TVN footage showed Adamowicz on stage with a sparkler in hand telling the audience that it had been a “wonderful day” and then the attacker came toward him. The mayor had been on the streets of his Baltic port city earlier in the day collecting money for the nationwide charity that supports Poland’s financially-strapped hospitals.

A man is held on the ground by security personnel after he attacked the mayor of Gdansk during a charity event in Gdansk on January 13, 2019.
A man is held on the ground by security personnel after he attacked the mayor of Gdansk during a charity event in Gdansk on January 13, 2019.
PIOTR HUKALO via Getty Images

European Council President Donald Tusk, a former Polish prime minister who co-founded Civil Platform and is from Gdansk, tweeted: “Let’s all pray for Mayor Adamowicz. Pawel, we are with you.”

The head of the charity, Jerzy Owsiak, is a liberal critic of Poland’s current right-wing government. Owsiak and some opposition politicians blamed what they described as an atmosphere of hate under the ruling Law and Justice party for the attack.

Adamowicz, 53, was part of the democratic opposition formed in Gdansk under the leadership of Lech Walesa during the 1980s. After leaving Civic Platform, he was re-elected to a sixth term as an independent candidate in the fall.

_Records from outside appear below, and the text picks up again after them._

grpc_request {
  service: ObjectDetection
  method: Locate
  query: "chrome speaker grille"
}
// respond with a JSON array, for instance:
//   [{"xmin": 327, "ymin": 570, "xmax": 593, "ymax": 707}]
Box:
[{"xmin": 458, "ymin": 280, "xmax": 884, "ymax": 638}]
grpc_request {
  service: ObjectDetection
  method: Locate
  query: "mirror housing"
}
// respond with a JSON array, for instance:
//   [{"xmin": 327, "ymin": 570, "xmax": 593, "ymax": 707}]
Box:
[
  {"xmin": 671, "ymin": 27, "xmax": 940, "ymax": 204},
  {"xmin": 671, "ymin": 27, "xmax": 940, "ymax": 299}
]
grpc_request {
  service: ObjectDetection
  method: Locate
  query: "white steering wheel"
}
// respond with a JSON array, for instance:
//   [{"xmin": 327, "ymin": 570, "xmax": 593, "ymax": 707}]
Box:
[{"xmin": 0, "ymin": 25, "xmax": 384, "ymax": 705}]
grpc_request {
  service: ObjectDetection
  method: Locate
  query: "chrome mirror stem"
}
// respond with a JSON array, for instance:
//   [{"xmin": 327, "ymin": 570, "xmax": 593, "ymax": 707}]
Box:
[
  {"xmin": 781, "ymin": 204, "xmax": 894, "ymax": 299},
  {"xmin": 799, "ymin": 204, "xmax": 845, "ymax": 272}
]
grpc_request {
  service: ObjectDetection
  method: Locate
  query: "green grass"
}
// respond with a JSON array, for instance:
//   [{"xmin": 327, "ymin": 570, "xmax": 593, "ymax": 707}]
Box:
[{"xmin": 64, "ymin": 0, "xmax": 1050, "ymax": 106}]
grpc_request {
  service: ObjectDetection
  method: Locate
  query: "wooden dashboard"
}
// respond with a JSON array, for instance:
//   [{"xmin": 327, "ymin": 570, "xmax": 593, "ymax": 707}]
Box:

As mayor, he has been a progressive voice, supporting LGBT rights and tolerance for minorities. He marched in last year’s gay pride parade, a rare action for a mayor in Poland.

He also showed solidarity with the Jewish community when the city’s synagogue had its windows broken last year, strongly denouncing the vandalism.

“Horrified by the brutal attack on Gdansk mayor Pawel Adamowicz,” tweeted Frans Timmermans, a Dutch politician and leading European Union official. “Hope and pray he will recover. A great leader of his city and a true humanitarian.”

The last attack on a politician in Poland was in 2010 in Lodz. A man shouting that he wanted to kill Law and Justice party leader Jaroslaw Kaczynski fatally shot an aide to one of the party’s lawmakers to the European Parliament. A second man was stabbed and injured.

At the time, Law and Justice was in the opposition and Kaczynski blamed the attack on an “atmosphere of hate” under rival party Civic Platform.